Molière, la critique de l’école des femmes
Le début du XVII° siècle coïncide en France avec une période de relative prospérité au cours de laquelle l’agriculture et l’horticulture accomplissent, sous l’influence de Sully et d’Olivier de Serres, de spectaculaires progrès.
Cette évolution des méthodes de culture influence la cuisine et la gastronomie : face aux usages du passé, aux amoncellements de viande et de nourriture présentés sans recherche, héritage du Moyen-Age, s’imposent des mets plus raffinés et des présentations plus agréables à l’œil.
Dans les premières années du siècle, les potagers se sont diversifiés : les choux fleurs, introduits en France sous Henri IV, demeurent de culture délicate. Ce n’est que vers l’an 1600 qu’on obtient des portes-graines et qu’on parvient à les multiplier par semis. Cinquante plus tard, on fera cependant encore venir des graines de Chypre.
Les asperges apparaissent aussi à la fin du règne d’Henri IV, dont c’est un des légumes préférés. Grâce à des trésors d’ingéniosité, La Quintinie parviendra à en obtenir dès le mois de décembre ; de la même manière, en disposant sur la terre plusieurs couches de fumier, il récolte, sous des cloches de verres, des laitues en mars, des fraises et des concombres en avril.
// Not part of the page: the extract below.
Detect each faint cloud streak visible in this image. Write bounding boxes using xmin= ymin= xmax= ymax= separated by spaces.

Jusqu’au milieu du siècle, les progrès seront sensibles.
En 1654 paraît un ouvrage bizarrement signé » R D C D W B D N « , intitulé » Les délices de la campagne « . Bientôt on murmure que sous ces initiales se cache Nicolas de Bonnefons, valet de chambre du roi. Il s’agit d’un livre de cuisine à l’usage de la moyenne noblesse et de la bourgeoisie. La première partie est dédiée aux » Dames de Paris » et traite des pains et des boissons. Il est clair que chaque femme, dans sa maison, sait fabriquer le pain et préside aux boissons.
On trouve dans cet ouvrage les gâteaux traditionnels : pain béni, brioche, talmouse, tarte au fromage… Pour le vin, la palme revient aux vins de Bourgogne et au Chablis.
Dans la deuxième partie, Bonnefons traite » des racines « , propos révoltants, à une époque où on ne consomme, et sous forme de potage seulement, que pois et fèves, haricots venus d’Amérique…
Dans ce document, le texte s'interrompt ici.